Businesses Sue Portland, Ore., Over Homeless

     PORTLAND, Ore. (CN) – Businesses and neighborhood groups sued Portland on Wednesday for allowing homeless camps and overnight sleeping on sidewalks.
     Rising housing costs in Portland, and other factors, have led to proliferating homeless camps throughout the city, both officially sanctioned and otherwise.
     The Portland City Council declared a housing emergency in October last year, leading to new rules on homeless camps and sleeping on sidewalks.
     In response to the emergency, Mayor Charlie Hales in February issued a policy that allowed people to sleep on public sidewalks in sleeping bags and allowed organized encampments under certain conditions.
     The city allows six or fewer people to sleep in one place, and in homeless camps that are sanctioned by the city. City-sanctioned camps require a “camp host” picked by the city, and bathrooms and sanitation.
     Hales said in January that the change was “a deliberate transition from playing whack-a-mole from having sweeps all the time.”
     Many of the homeless camps are near parks or under bridges. This upsets nearby business owners and residents.
     Led by the Building Owners and Managers Association of Oregon, seven neighborhood associations, businesses and civic groups sued Hales and the city in Multnomah County Court, asking that the camping policy be overturned.
     “Though other larger cities have larger numbers of people experiencing homelessness, Portland ranks fifth highest of major cities for homeless per capita, and Portland has the third highest rate of unsheltered chronically homeless,” the complaint states.
     The business groups acknowledge that homelessness is a result of many factors, including mental illness, drug abuse, and criminal histories that make employment difficult, and that many approaches are needed to address the issue.
     However, “Whatever measures may be necessary, the mayor’s camping policy is not one of them,” the complaint states.
     “The mayor’s camping policy does not put affected individuals into safe housing or save one vulnerable soul from being homeless.”
     The groups seek declaratory and injunctive relief, including a judgment that the camping rules are illegal and an abuse of the mayor’s authority.
     The other plaintiffs are Cartlandia, the Central Eastside Industrial Council, Clean & Safe District, Overlook Neighborhood Association, Pearl District Neighborhood Association and Portland Business Alliance.

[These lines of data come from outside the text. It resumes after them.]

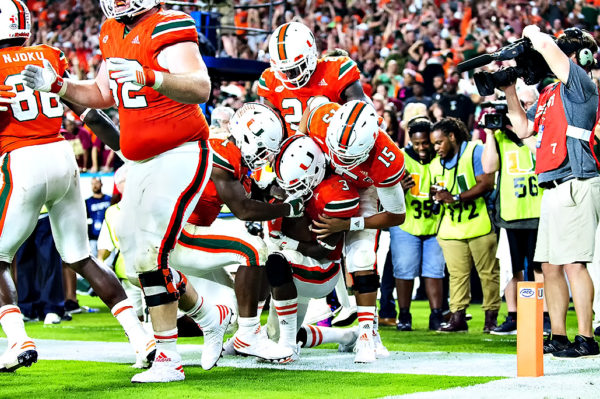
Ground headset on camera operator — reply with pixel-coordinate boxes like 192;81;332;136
502;25;600;357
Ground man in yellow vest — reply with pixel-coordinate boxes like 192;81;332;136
429;118;501;333
390;116;445;331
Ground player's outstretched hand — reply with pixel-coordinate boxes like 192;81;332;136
106;58;160;87
0;85;17;112
269;231;299;251
21;59;67;95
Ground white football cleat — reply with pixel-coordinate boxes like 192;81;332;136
131;338;156;369
273;344;302;364
354;331;377;363
198;305;233;370
232;326;294;363
338;326;359;353
0;339;37;373
373;329;390;359
131;350;185;383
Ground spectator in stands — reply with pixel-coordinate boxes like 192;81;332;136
390;116;445;331
437;73;475;131
429;118;501;333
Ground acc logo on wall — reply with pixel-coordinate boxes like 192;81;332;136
519;288;535;298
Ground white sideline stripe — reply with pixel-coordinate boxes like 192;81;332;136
0;338;600;378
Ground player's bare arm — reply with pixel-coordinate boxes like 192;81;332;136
21;60;115;109
312;211;406;239
148;42;210;104
211;168;301;221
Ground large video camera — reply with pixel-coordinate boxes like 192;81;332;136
457;38;550;96
478;102;510;130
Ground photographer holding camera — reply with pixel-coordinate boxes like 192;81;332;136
481;99;550;335
501;25;600;358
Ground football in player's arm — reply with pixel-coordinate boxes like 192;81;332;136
298;103;406;239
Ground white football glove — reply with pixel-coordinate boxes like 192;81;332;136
0;85;17;112
284;197;304;218
269;231;299;251
106;58;162;90
21;59;67;96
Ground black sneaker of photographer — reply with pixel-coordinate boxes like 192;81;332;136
490;315;517;335
552;335;600;359
544;334;571;355
65;299;83;314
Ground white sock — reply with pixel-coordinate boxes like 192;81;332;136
256;300;266;317
110;299;150;353
185;295;204;323
357;306;375;335
302;324;354;348
237;316;260;335
273;298;298;346
335;276;350;308
0;305;30;344
154;327;177;354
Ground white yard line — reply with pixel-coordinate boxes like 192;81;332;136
0;338;600;399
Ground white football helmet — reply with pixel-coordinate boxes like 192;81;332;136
0;0;31;41
275;134;326;199
100;0;161;19
325;100;379;170
229;102;283;170
269;22;319;90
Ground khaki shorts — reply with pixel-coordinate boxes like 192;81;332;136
534;177;600;265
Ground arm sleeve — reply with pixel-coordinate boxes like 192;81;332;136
337;57;360;98
377;183;406;214
564;60;598;104
527;100;537;122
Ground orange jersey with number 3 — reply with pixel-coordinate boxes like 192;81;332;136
100;11;208;161
188;139;251;226
306;175;360;260
0;45;68;154
258;57;360;136
307;103;404;188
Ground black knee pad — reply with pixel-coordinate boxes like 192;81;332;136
138;268;180;307
352;273;379;294
265;253;294;287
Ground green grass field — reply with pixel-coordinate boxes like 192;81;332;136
0;361;502;399
0;297;576;399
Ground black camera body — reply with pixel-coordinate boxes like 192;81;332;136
478;102;510;130
458;38;550;96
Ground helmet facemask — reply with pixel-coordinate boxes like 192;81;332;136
100;0;160;24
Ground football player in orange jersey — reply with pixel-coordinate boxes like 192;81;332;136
0;0;155;372
258;22;371;136
300;101;405;361
170;103;303;362
23;0;232;382
267;135;366;362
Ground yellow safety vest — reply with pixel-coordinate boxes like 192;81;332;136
429;141;492;240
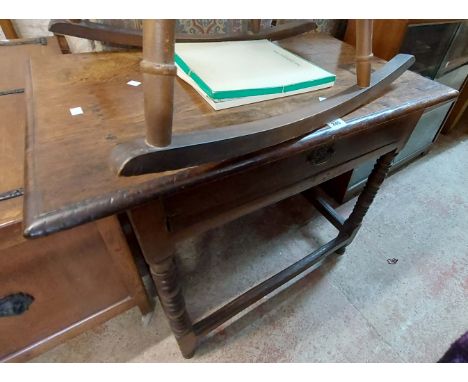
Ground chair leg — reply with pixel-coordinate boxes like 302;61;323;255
336;151;397;251
130;200;197;358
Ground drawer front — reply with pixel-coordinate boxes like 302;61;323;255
163;123;405;231
0;223;128;360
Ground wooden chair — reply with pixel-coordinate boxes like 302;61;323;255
33;20;419;358
111;20;414;176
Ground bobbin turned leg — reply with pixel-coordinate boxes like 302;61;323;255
356;20;373;88
335;151;397;255
130;200;197;358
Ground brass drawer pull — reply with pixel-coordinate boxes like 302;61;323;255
307;145;335;165
0;293;34;317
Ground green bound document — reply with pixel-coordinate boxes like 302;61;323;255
175;40;335;110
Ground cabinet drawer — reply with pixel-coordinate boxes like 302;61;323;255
0;223;134;360
163;123;404;231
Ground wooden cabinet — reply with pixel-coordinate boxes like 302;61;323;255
0;38;151;361
325;20;468;202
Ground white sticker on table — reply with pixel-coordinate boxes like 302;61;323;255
127;80;141;86
327;118;346;128
70;106;83;115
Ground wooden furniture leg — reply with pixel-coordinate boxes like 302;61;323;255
335;151;397;255
0;19;18;40
130;200;197;358
356;20;372;88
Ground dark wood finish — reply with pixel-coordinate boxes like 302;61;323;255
0;217;150;361
343;19;410;60
55;34;71;54
356;19;373;88
302;188;344;230
0;19;18;39
111;55;414;176
442;77;468;134
140;20;176;147
130;200;196;358
25;33;457;357
0;38;152;361
112;20;376;176
25;33;457;236
0;37;60;92
49;20;317;47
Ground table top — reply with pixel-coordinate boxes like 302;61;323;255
0;37;61;228
24;32;457;237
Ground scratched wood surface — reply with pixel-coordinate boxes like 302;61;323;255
25;32;457;236
0;37;60;228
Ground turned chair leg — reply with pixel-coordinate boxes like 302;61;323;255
150;256;197;358
335;151;397;255
130;200;197;358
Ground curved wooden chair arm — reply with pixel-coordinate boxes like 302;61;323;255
111;54;414;176
49;20;317;47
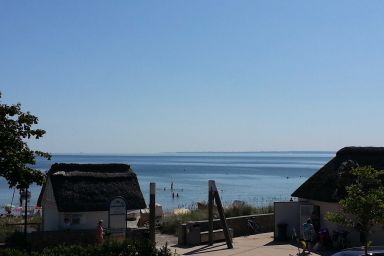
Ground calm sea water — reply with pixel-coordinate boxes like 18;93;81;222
0;152;335;210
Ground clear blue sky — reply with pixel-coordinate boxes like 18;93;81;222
0;0;384;153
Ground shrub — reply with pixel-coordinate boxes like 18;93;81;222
0;239;174;256
161;201;273;234
160;210;208;234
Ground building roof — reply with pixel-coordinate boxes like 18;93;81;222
292;147;384;202
38;163;146;212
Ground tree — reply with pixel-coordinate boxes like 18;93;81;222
0;92;51;248
0;92;50;189
326;166;384;255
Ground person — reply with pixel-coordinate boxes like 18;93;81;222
96;220;104;244
303;219;315;249
64;218;71;231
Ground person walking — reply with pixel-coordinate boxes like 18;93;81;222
96;220;104;244
303;219;315;251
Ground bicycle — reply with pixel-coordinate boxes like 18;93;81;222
247;217;261;234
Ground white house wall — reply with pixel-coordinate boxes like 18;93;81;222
41;178;59;231
274;202;300;238
59;211;108;230
300;199;384;246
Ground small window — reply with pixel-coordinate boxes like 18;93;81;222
72;214;81;225
64;214;82;225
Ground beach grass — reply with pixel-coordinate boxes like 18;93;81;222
0;216;41;243
160;201;273;235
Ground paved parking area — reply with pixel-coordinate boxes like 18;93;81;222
169;233;329;256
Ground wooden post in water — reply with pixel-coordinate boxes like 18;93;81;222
149;182;156;243
24;188;28;250
208;180;215;245
212;181;233;249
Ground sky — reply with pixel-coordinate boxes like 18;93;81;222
0;0;384;154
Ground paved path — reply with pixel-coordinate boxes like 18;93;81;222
162;233;329;256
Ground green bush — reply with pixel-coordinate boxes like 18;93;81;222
161;201;273;235
0;240;177;256
0;248;29;256
161;210;208;234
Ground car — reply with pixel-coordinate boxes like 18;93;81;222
332;246;384;256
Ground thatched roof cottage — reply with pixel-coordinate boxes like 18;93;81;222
292;147;384;245
38;163;146;231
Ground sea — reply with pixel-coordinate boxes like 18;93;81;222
0;151;335;211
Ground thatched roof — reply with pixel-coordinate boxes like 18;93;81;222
292;147;384;202
38;163;146;212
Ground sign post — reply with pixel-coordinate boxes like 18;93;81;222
108;196;127;237
149;182;156;243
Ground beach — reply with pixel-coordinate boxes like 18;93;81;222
0;152;334;211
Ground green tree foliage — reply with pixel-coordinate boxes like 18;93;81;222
326;166;384;254
0;92;50;188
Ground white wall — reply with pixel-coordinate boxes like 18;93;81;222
274;202;300;238
41;178;59;231
300;199;384;246
59;211;108;230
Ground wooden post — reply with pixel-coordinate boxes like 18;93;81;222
208;180;215;245
149;182;156;243
212;181;233;249
24;188;28;250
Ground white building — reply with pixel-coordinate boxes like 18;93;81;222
275;147;384;246
38;164;146;231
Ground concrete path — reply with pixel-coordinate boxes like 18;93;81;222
168;233;329;256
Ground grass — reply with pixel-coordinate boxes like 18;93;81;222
0;216;41;243
160;201;273;234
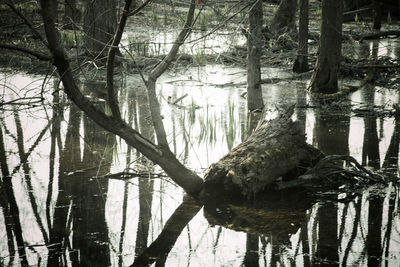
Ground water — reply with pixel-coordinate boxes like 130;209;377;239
0;65;400;266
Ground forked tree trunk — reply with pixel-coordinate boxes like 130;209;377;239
247;0;264;111
309;0;343;94
293;0;309;73
205;107;323;198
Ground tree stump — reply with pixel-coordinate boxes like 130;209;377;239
205;106;323;198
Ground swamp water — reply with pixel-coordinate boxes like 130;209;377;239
0;65;400;266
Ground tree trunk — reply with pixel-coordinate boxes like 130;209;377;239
293;0;309;73
270;0;297;36
83;0;117;57
309;0;343;94
247;0;264;111
64;0;81;29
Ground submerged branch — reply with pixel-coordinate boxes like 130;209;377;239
40;0;203;195
106;0;132;120
147;0;196;149
0;44;53;61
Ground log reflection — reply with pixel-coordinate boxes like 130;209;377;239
131;197;201;266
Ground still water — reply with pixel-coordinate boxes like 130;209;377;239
0;65;400;266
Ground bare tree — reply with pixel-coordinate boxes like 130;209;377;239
40;0;203;195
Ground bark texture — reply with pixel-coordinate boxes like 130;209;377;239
40;0;203;196
270;0;297;35
205;108;322;197
247;0;264;110
309;0;343;94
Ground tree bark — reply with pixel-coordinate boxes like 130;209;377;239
309;0;343;94
270;0;297;36
205;107;322;198
83;0;117;57
247;0;264;111
293;0;309;73
64;0;81;29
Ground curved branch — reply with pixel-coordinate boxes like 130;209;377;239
106;0;132;119
5;1;49;47
40;0;203;196
147;0;196;149
128;0;151;17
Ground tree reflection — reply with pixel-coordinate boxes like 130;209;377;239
0;127;29;266
135;88;154;255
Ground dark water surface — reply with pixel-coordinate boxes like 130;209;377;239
0;62;400;266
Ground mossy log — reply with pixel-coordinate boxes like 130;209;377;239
205;107;323;197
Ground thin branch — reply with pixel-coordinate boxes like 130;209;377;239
128;0;151;17
0;44;53;61
106;0;132;120
40;0;204;196
147;0;196;148
5;1;49;47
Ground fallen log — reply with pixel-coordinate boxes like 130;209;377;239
205;106;323;198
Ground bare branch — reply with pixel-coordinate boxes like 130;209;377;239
0;44;53;61
106;0;132;119
128;0;151;17
147;0;196;147
40;0;204;195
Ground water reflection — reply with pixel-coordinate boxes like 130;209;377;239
0;66;400;266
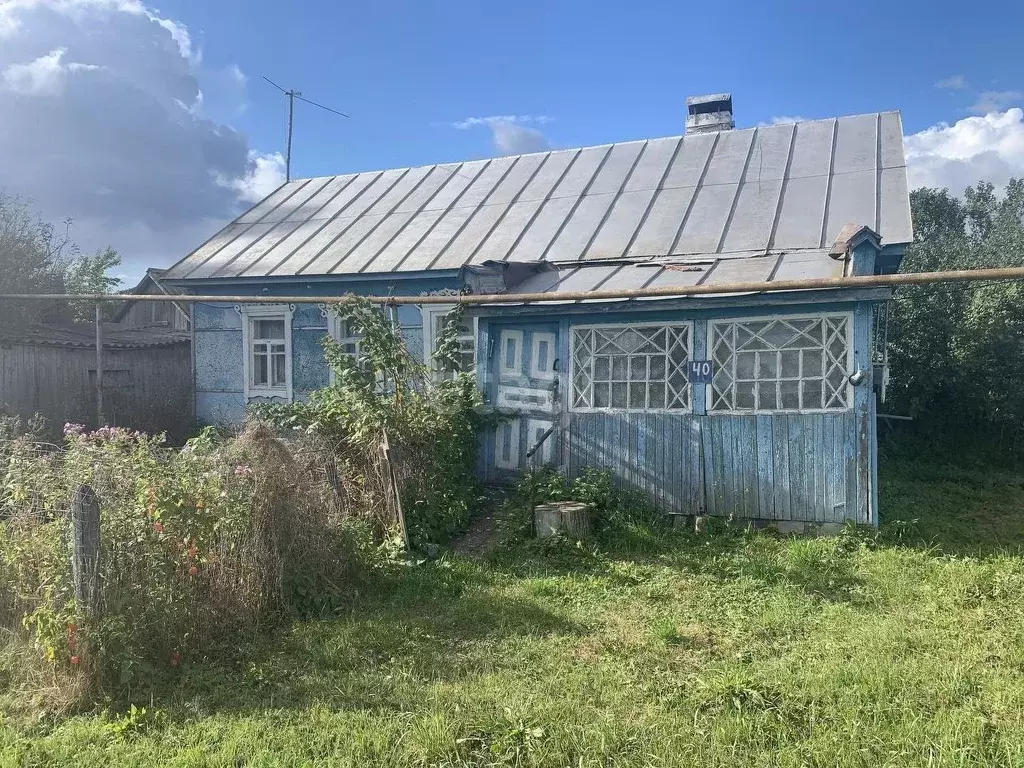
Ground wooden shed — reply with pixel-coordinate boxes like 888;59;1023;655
163;94;913;524
0;323;195;440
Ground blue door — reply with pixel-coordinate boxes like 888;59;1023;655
487;324;564;481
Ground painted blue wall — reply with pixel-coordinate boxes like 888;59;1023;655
184;240;898;523
193;276;460;426
477;297;878;523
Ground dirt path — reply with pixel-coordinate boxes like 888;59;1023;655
452;488;505;557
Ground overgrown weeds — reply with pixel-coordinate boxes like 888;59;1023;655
0;424;370;706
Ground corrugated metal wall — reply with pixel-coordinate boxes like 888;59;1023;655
0;344;194;441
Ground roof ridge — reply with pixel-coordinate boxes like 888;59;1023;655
287;110;902;184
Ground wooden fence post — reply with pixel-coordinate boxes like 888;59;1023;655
71;485;100;616
381;430;412;552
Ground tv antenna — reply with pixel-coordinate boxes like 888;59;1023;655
263;75;349;181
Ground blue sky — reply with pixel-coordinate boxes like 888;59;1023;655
161;0;1024;175
0;0;1024;282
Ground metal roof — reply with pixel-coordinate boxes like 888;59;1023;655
499;249;847;306
164;112;912;280
0;323;190;349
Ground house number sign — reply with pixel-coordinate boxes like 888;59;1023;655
687;360;715;384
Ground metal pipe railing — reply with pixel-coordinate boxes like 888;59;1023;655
0;266;1024;305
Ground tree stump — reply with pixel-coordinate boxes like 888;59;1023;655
534;502;591;539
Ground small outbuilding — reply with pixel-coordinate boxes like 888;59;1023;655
163;94;912;523
0;323;195;440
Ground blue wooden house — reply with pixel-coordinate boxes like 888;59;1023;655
164;94;912;523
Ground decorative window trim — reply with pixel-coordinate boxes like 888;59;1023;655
567;321;693;414
498;328;523;379
705;310;854;416
234;304;295;402
420;305;480;376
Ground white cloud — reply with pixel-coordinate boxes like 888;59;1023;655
903;106;1024;195
452;115;552;155
935;75;968;91
968;91;1024;115
0;0;284;271
2;48;68;95
220;151;285;203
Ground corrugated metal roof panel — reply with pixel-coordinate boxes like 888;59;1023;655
0;323;191;349
165;113;912;280
499;249;844;304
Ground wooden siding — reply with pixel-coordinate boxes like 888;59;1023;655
0;344;195;440
568;411;869;522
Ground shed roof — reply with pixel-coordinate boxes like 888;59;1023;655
164;112;912;280
0;323;189;349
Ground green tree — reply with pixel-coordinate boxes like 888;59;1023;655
0;189;121;328
65;246;121;321
889;179;1024;453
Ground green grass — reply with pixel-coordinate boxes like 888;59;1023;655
0;462;1024;766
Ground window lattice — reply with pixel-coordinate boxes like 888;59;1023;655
711;316;850;411
572;326;690;411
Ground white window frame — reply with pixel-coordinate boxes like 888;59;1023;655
327;308;362;387
705;310;855;416
237;304;295;402
420;304;479;377
566;321;694;414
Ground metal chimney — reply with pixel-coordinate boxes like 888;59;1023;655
686;93;736;133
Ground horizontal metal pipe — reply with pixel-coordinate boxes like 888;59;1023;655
0;266;1024;304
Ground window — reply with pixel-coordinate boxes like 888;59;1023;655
423;305;476;373
572;324;691;411
331;315;362;357
240;305;292;400
709;315;850;412
250;318;288;389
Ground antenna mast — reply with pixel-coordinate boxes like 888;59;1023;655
263;75;348;182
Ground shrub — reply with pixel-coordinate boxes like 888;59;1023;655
0;424;368;704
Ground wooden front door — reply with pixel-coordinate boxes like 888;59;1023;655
487;324;564;481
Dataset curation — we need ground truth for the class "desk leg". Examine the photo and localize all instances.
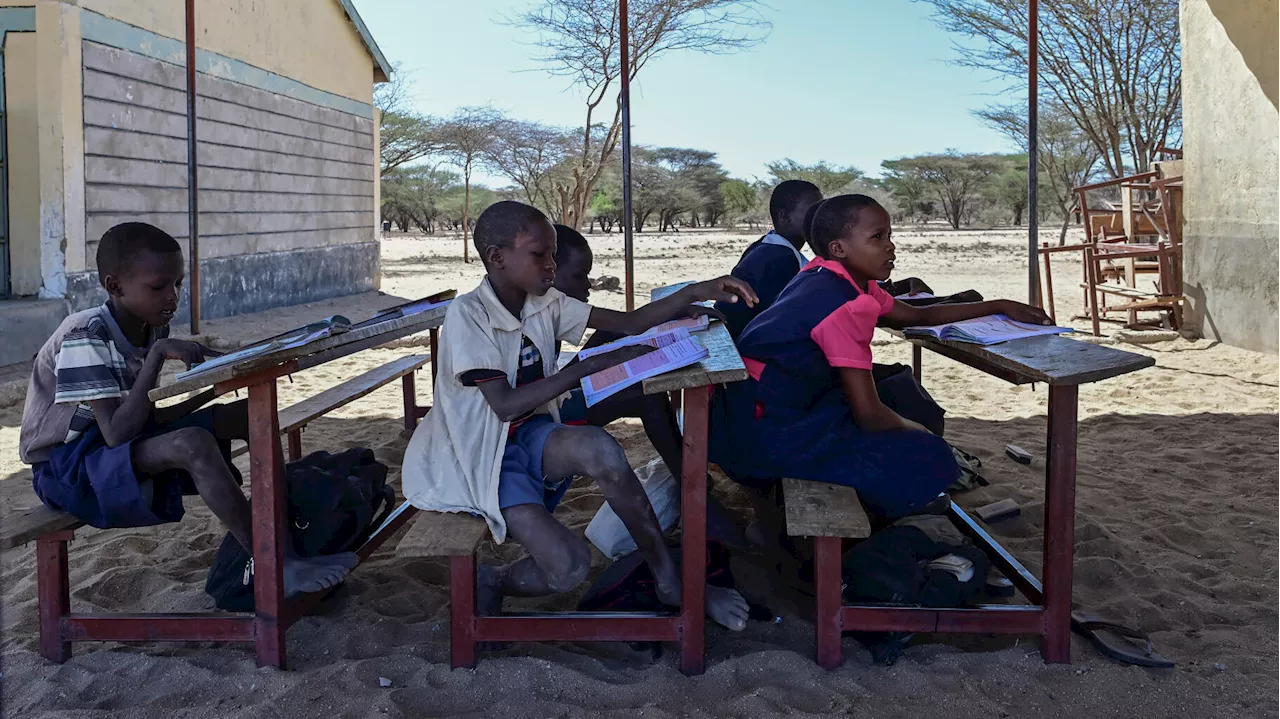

     They are represented by Paul Conable and Steven D. Olson with Tonkon Torp.
     In December, the Overlook Neighborhood Association delivered a statement to the City Council criticizing the city’s inaction around a homeless camp called Hazelnut Grove.
     “The city has failed to provide any meaningful boundary or population limits, nor safety and enforcement support for the residents,” the statement said.
     “The number of campers on city property at the site has ballooned beyond the 25 originally discussed for the original camp. By some estimates there are now 55 to 75 residents on the site, most not part of the original group.”
     The mayor’s office does not comment on pending litigation.